Bu yolda belki de en çok içsel rehberliğimizi kaybettik, sezgilerimize yabancılaştık, sırtımızı döndük.

Saga Afrika topluluğunun kurucusu Malidoma’nın dediği gibi “Çevremizdeki gürültü sezgilerimizi duymamızı engelliyor; dışarıdaki dünyanın gürültüsü içimizdeki dünyanın sesini kısıyor, bunun bedelini de sezgilerimiz ödüyor.”

Ancak en yüksek seviyede kararlarımızı sezgilerimizle verdiğimizi biliyor musunuz? (Prof Dr Bill George – Harvard Business School) Sezgilerimizi yok saydıkça tökezlemeye, tekrar tekrar düşmeye, yanlış kararlar almaya devam ediyoruz. Hem ruhen, hem bedenen ağır bedel ödüyoruz. Ruhumuzu unuttukça kendimizi ilaçlara veriyor, mutluluğu hayatımıza yapay yollarla katmaya çalışıyoruz.

Kendimize geri çekilme fırsatı vermiyoruz. En çok da kendimizi, ruhumuzu unutuyoruz… Kendimizle baş başa kalmaktan o kadar çok korkuyoruz ki… Bu nedenle bizi düşünmekten alıkoyan tüm enstrümanlara sarılmış durumdayız. Yalnızız, gittikçe daha da yalnızlaşıyoruz.
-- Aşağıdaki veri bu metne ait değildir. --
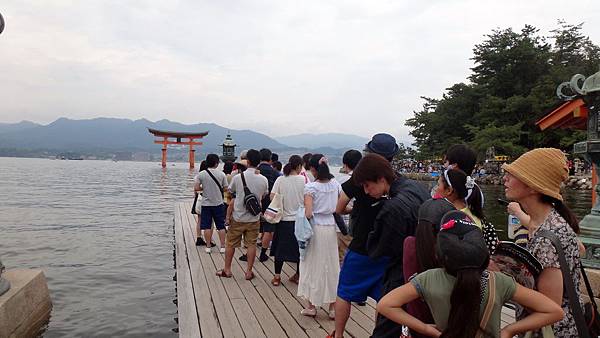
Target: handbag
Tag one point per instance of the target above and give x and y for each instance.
(490, 236)
(592, 318)
(195, 203)
(576, 311)
(489, 306)
(303, 231)
(274, 211)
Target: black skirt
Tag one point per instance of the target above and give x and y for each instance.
(285, 246)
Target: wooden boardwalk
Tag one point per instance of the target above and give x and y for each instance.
(210, 306)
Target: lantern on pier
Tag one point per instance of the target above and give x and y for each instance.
(228, 149)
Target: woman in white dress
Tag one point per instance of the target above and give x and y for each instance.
(320, 268)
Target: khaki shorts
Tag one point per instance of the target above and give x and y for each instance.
(238, 229)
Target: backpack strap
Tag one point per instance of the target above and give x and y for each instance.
(489, 305)
(217, 182)
(568, 286)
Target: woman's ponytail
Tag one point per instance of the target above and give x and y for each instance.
(465, 303)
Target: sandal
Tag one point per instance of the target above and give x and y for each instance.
(222, 273)
(249, 276)
(309, 312)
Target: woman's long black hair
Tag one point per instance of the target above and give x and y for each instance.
(465, 303)
(458, 182)
(293, 163)
(321, 167)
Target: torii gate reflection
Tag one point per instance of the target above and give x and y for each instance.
(178, 136)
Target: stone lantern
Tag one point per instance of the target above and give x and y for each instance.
(588, 89)
(228, 149)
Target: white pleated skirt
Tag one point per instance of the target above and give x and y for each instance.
(320, 269)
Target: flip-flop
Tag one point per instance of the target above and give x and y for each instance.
(222, 273)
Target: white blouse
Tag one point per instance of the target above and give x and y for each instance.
(325, 196)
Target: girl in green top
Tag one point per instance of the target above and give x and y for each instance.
(457, 295)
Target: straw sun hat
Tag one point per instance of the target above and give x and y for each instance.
(542, 169)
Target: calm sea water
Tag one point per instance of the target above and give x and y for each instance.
(103, 234)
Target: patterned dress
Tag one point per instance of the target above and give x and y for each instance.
(545, 252)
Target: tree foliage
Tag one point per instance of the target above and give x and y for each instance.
(512, 85)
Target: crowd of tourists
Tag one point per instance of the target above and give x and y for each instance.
(423, 256)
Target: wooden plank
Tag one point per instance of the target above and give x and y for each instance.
(353, 327)
(209, 324)
(225, 313)
(186, 306)
(280, 313)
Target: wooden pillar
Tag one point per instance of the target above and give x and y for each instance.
(192, 151)
(164, 153)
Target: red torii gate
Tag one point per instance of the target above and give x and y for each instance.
(178, 136)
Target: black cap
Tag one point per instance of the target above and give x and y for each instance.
(460, 243)
(433, 210)
(383, 144)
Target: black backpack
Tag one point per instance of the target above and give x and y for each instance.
(250, 200)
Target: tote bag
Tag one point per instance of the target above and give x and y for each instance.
(274, 211)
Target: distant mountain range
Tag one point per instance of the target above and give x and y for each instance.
(114, 134)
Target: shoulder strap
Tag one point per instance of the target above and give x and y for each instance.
(576, 310)
(215, 179)
(244, 183)
(490, 303)
(589, 288)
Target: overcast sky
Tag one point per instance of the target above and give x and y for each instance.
(275, 66)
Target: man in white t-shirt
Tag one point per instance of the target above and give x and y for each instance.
(241, 222)
(212, 183)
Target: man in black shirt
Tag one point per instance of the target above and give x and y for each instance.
(266, 228)
(361, 276)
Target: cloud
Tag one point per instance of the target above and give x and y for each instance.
(279, 67)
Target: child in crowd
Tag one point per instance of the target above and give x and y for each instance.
(464, 284)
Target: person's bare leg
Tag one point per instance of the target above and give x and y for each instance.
(208, 237)
(222, 238)
(251, 254)
(229, 252)
(342, 313)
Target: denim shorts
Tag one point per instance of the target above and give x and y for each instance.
(361, 277)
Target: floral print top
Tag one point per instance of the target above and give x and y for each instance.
(544, 251)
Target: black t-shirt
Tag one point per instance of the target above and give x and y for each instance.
(363, 215)
(267, 171)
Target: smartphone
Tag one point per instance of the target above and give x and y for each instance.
(503, 202)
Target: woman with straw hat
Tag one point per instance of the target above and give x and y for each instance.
(534, 180)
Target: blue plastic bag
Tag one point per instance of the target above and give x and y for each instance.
(303, 231)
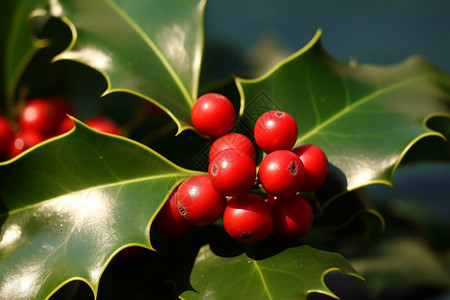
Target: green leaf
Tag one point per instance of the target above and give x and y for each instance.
(364, 118)
(291, 274)
(19, 44)
(149, 48)
(71, 204)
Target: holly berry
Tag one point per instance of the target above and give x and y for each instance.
(213, 115)
(275, 130)
(199, 202)
(169, 221)
(24, 140)
(247, 218)
(6, 136)
(292, 216)
(103, 124)
(281, 173)
(43, 115)
(232, 173)
(316, 166)
(237, 141)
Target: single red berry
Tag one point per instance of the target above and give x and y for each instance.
(281, 173)
(247, 218)
(275, 130)
(236, 141)
(6, 136)
(199, 202)
(292, 216)
(24, 140)
(232, 173)
(169, 221)
(213, 115)
(43, 114)
(316, 166)
(103, 124)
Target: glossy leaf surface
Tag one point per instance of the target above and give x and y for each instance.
(291, 274)
(19, 43)
(364, 118)
(149, 48)
(71, 204)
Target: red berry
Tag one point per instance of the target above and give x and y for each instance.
(213, 114)
(199, 202)
(24, 140)
(247, 218)
(169, 221)
(292, 216)
(236, 141)
(6, 136)
(275, 130)
(316, 166)
(43, 114)
(232, 173)
(281, 173)
(103, 124)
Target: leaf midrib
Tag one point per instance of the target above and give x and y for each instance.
(109, 185)
(153, 47)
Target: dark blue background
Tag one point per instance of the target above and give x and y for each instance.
(378, 32)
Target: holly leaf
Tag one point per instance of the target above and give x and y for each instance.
(150, 48)
(291, 274)
(71, 204)
(364, 118)
(19, 44)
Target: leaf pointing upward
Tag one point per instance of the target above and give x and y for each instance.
(149, 48)
(364, 118)
(72, 203)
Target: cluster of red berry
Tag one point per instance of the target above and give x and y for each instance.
(232, 174)
(40, 119)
Şimdi lütfen durun. Gözlerinizi kapatın ve derin bir nefes alın. Ciğerlerinizi, tüm hücrelerinizi dolduran bu nefese, nefesinizin bedeninizdeki dansına odaklanın. Sakinleşin, sessizleşin, sadece bedeninize odaklanın. Sonra kalbinize gelin. Onun atışlarını duyun, oradaki sevgiyi hissedin. Yaratıcı’nın koşulsuz sevgisiyle yarattığı bir mucize olduğunuzu, onun ruhundan bir parça olduğunuzu, çok ama çok sevildiğinizi hatırlayın. Buna değer olduğunuzu hatırlayın. Bu sevgiyi hissetmek için kendinize izin verin. Hayatı sevin, ama önce kendinizi sevin, kendinize sarılın. Bedeninize sizi taşıdığı için teşekkür edin. Peki ya ruhunuz? Nicedir size sesini duyuramamıştı. O size ne söylüyor? Duyun. Hissedin.

Artık sizce de duyma vakti gelmedi mi?
Artık sizce de durma vakti gelmedi mi?

İlginizi çekebilir: Olumlu düşünce nelere kadirdir: Biz Ay’a bakmasaydık Ay orada olur muydu?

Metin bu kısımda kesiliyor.